While on 99X for more than 12 years, former morning host Jimmy Baron loved doing interviews, be it with regular people or celebrities such as the Dalai Lama or Paul McCartney.
Out of radio since November after rock station 92.9/Dave FM let him go following a two-year stint, Baron is now pursuing an idea to parlay his interviewing skills: talk to average folks and create “stories of your life” videos.
About 30 years ago, he did a video of his grandmother. “That planted the seed,” Baron said, “a seed that stayed dormant for 20-some-odd years.” (He found the VHS tape years later but sadly found out that he had taped a Wrestlemania match over most of it. “That was one my ultimate big fat fails,” he noted archly, referencing his former daily radio bit.)
In 2008, while Baron was between radio gigs, he did one for a friend’s father. “Hearing him tell the story of his life and relating his memories is priceless for the family,” Baron said. “I tell people, ‘Think about it if your old family photos could actually speak.’ ”
He recently launched a website, www.storiesofalife.net, which explains the different packages, which range from a straight interview to a full-fledged “legacy” DVD with videos and photos.
Packages start at $2,100. That may sound steep but people will spend that much to do family portraits, he said.
“What I’m doing is telling stories,” Baron said. “Having an ear for a good story is something that is ultimately what’s going to make the videos good. You can have all the fancy production you want but at the end of the day, the person who is producing needs to know how to tell a story.”
He first consults with the family to line up questions. If need be, he has the family collect photos and videos, too. He’ll sit down with the subject for two to five hours.
Baron said he’s not doing an expose to delve into the darker parts of people’s live. “Its’ supposed to be a feel-good thing,” he said. “It’s a way to honor their life and celebrate the great life they’ve given their families.”
He said he feels he has a knack for making people feel comfortable in front of a camera, especially people who are not used to it: “Often, people will open up to a total stranger easier than a relative.”

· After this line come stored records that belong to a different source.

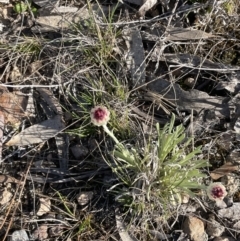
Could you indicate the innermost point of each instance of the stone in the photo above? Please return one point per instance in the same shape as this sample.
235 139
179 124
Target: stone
84 198
19 235
41 232
231 213
194 227
79 151
214 228
236 226
224 238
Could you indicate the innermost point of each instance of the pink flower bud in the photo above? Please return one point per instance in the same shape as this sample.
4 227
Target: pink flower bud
216 191
100 115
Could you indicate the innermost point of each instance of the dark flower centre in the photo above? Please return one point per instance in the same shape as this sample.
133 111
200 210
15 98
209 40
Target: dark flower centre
99 114
217 192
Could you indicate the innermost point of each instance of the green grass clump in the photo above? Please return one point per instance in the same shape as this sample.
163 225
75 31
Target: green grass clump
156 177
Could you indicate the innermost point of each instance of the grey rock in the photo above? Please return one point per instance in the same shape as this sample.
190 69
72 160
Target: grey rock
194 227
19 235
231 213
224 238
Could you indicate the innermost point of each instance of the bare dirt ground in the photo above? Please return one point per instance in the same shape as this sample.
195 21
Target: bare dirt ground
173 63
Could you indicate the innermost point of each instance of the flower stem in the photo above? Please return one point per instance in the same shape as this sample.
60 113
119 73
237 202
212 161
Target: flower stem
110 133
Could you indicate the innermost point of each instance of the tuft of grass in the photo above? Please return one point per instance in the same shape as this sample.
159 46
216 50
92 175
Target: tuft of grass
157 176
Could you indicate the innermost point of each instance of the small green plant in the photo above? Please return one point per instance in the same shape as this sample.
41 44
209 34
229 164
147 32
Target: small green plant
160 173
21 7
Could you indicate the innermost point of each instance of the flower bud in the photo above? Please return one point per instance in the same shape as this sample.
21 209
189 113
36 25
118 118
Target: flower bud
100 115
216 191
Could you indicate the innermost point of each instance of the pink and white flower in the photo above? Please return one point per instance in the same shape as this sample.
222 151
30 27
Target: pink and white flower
100 115
216 191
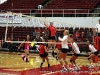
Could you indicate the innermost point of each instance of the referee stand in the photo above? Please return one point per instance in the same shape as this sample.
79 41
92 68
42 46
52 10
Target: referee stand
96 45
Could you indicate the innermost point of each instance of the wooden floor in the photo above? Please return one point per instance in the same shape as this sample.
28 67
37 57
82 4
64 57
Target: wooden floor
14 62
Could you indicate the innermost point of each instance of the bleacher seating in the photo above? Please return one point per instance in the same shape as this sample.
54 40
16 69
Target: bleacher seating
21 32
22 6
82 6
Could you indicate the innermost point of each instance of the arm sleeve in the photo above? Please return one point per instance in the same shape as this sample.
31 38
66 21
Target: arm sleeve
62 39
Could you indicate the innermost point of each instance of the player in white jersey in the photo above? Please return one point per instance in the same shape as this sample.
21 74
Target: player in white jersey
64 49
92 54
75 53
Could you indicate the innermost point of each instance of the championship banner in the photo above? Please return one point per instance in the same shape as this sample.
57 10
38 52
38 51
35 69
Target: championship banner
10 18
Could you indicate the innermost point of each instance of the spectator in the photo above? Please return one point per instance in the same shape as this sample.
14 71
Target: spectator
82 36
77 35
34 34
97 27
40 6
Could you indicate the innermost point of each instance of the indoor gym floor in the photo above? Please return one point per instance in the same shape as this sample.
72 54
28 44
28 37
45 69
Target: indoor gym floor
12 64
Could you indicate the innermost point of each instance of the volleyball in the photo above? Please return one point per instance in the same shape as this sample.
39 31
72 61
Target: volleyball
32 44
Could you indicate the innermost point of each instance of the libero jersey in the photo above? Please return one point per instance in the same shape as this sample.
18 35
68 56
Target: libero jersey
27 45
42 50
52 31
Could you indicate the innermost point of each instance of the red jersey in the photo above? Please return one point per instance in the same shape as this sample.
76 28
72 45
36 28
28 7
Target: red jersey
27 45
52 31
42 50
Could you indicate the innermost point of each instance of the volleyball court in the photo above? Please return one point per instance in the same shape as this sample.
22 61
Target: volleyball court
26 48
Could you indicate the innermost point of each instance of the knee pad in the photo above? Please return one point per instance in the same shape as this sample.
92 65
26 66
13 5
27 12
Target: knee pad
89 58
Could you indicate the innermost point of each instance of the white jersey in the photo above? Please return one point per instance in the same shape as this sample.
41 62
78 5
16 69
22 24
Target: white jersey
92 49
75 48
64 41
98 27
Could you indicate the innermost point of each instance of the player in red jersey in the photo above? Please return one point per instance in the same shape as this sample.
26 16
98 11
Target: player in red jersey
26 48
52 35
43 53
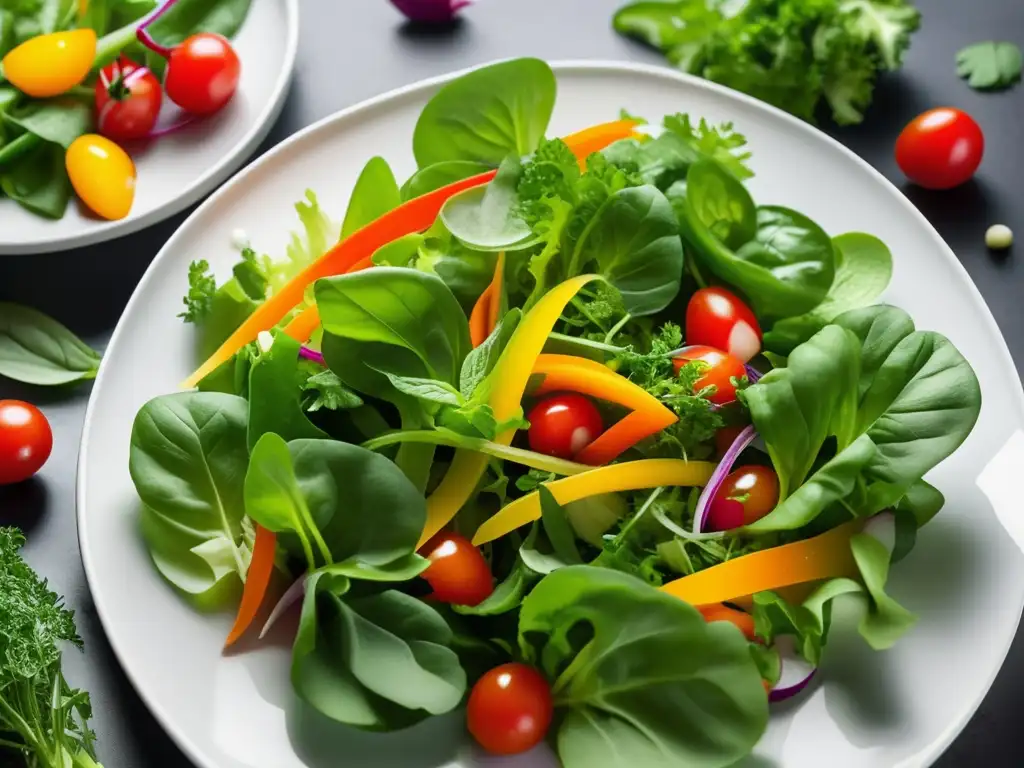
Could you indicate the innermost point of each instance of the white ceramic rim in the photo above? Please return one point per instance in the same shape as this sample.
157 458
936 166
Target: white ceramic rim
928 756
215 175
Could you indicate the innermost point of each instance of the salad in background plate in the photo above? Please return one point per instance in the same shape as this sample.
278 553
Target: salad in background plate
568 430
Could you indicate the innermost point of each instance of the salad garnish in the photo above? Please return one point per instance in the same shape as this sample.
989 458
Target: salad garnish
569 429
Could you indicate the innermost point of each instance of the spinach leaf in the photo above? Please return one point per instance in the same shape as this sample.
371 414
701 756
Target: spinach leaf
395 307
485 217
375 194
440 174
275 393
640 678
486 114
188 461
379 663
863 267
37 349
272 499
781 260
38 181
634 241
366 508
58 120
897 401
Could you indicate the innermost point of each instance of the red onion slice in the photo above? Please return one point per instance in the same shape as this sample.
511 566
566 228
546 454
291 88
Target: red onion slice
311 354
743 439
291 596
796 675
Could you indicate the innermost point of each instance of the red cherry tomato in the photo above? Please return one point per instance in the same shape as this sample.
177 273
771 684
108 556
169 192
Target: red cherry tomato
723 368
458 571
509 709
747 495
26 440
563 425
203 73
718 318
940 148
128 99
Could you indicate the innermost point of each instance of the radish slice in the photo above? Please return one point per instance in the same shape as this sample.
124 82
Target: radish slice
291 596
743 439
796 673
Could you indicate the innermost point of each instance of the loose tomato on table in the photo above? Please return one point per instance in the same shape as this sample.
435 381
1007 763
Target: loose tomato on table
26 440
722 369
203 73
128 98
719 318
458 572
510 709
562 425
940 148
747 495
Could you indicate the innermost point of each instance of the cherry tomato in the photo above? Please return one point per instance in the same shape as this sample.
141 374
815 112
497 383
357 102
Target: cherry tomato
128 99
563 425
26 440
718 318
723 368
203 73
102 174
940 148
509 709
747 495
458 571
49 65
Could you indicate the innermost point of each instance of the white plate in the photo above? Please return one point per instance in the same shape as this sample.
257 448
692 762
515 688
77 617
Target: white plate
178 169
966 577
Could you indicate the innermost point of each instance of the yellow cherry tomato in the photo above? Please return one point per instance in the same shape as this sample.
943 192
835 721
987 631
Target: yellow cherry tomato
102 174
49 65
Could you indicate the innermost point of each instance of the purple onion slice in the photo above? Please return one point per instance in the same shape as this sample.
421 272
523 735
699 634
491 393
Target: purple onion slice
743 439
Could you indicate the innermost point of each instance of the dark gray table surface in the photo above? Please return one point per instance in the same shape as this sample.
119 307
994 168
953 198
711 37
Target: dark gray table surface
352 49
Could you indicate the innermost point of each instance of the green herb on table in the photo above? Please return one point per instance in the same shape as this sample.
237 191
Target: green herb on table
989 66
43 720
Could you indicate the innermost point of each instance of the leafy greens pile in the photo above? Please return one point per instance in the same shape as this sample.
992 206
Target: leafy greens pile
795 54
338 457
43 720
35 132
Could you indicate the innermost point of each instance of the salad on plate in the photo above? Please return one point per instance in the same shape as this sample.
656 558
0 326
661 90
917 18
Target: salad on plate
566 430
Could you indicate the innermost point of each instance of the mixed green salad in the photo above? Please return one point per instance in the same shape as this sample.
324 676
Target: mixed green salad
568 430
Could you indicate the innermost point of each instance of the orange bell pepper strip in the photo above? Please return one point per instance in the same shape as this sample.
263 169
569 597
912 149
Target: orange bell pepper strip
414 216
503 390
646 473
487 308
824 556
722 612
257 582
566 373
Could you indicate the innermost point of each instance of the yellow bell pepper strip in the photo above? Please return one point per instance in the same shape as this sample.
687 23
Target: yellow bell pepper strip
257 583
358 248
487 308
565 373
824 556
646 473
416 215
50 65
503 390
529 459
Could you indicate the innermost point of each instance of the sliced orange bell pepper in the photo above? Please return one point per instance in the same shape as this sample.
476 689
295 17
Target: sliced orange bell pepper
414 216
646 473
824 556
566 373
257 582
503 390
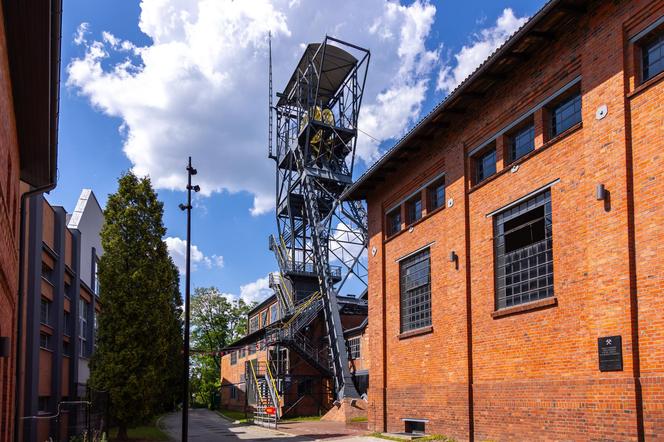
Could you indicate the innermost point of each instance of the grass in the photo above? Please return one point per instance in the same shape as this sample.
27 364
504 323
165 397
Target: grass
301 419
431 437
234 415
144 432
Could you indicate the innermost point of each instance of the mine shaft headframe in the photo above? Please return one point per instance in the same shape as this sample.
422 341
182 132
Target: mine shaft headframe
326 89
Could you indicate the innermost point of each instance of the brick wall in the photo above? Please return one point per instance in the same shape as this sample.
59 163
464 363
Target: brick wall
535 372
9 208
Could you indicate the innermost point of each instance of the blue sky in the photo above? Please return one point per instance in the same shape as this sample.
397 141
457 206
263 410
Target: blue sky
144 84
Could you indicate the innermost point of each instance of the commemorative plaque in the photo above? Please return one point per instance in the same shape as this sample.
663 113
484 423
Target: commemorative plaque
610 353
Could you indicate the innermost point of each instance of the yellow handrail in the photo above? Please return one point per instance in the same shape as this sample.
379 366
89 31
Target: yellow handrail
274 385
258 388
312 298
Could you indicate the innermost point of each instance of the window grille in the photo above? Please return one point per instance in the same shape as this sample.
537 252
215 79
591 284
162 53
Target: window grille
354 345
394 221
415 291
45 312
524 257
522 142
653 57
566 115
414 208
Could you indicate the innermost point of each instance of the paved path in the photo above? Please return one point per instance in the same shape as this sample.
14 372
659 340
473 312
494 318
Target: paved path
208 426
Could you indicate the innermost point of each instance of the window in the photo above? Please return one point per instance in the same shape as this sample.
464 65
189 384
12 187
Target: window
304 386
42 404
414 209
394 221
253 324
83 313
522 142
524 257
45 312
96 275
415 291
566 114
436 194
67 324
485 165
354 345
45 341
414 426
66 348
652 55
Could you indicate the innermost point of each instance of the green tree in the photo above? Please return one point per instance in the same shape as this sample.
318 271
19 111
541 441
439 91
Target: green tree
216 322
139 339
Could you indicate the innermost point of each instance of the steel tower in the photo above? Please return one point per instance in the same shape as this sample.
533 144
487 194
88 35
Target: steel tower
321 242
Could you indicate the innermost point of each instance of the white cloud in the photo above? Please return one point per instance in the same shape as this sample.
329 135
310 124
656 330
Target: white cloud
200 87
177 248
81 30
256 291
482 46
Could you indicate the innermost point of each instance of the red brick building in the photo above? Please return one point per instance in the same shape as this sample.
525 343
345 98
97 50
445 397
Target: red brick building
29 87
517 239
301 372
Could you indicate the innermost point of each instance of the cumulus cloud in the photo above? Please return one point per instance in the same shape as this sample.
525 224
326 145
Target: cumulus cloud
200 87
483 44
256 291
177 248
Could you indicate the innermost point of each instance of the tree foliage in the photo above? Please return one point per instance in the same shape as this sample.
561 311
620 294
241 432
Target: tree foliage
138 357
216 322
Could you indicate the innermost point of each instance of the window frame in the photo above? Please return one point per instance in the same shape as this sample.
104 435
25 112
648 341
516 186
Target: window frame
354 345
572 95
413 216
431 193
395 212
506 281
527 128
410 325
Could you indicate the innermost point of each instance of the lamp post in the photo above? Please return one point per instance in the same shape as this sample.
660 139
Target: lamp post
185 396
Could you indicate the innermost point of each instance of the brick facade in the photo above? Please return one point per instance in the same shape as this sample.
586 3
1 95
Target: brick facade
531 372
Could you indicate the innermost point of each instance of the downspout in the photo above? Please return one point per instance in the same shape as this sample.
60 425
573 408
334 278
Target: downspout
54 93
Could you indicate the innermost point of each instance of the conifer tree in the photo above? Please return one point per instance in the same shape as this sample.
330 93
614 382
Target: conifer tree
138 358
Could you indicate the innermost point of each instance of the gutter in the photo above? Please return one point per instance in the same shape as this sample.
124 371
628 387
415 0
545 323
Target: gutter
56 38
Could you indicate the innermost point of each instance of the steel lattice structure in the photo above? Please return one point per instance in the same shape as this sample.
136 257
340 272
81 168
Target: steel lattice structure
321 243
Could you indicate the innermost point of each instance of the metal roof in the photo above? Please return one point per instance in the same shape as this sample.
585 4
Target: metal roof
336 65
541 28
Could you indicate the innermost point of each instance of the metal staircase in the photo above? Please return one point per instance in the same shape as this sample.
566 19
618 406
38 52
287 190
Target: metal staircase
316 134
262 393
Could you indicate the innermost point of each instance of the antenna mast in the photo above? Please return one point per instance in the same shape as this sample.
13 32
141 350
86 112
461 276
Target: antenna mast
269 142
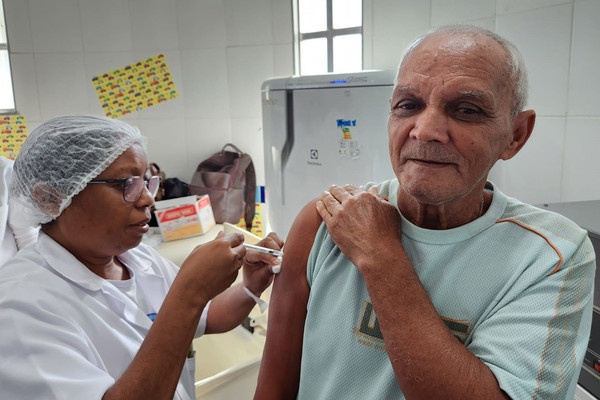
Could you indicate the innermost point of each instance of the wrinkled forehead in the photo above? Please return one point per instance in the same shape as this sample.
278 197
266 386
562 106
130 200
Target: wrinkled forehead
457 54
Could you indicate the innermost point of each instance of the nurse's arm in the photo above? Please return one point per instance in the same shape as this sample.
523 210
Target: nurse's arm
155 370
279 374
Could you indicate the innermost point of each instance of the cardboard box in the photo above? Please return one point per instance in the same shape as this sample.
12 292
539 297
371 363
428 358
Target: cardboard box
184 216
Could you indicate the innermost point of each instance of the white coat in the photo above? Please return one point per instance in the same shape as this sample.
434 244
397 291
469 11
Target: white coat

Baron won’t be doing narration and though his voice might pop up now and then during the interviews, he tries to keep himself out of it. “People don’t want to hear me,” he said. Then he couldn’t help but joke, “I know that because that’s what Dave FM management said to me.”
So far, he’s done about a half dozen videos and has several more lined up. He hopes once he generates enough volume, he can focus on the interviews and outsource more of the editing. (He has gotten technical tips from his former Morning X colleague Steve Barnes, who is now running his own social media consulting company.)
Some of his favorite interviews on radio included one with James Woods talking about being on a test flight with some of the 9/11 terrorists, reporting suspicious behavior and having nothing done. He also enjoyed hearing McCartney express his disappointment when Michael Jackson purchased the rights to the Beatles songs from under him.
As for a future in radio, 50-year-old Baron said he’s open to opportunities but given his ties to Atlanta, his options are limited. “I need to concentrate on building my future via other means,” he said. “If something comes along, who knows, but I’m not spending a lot of time thinking about it.”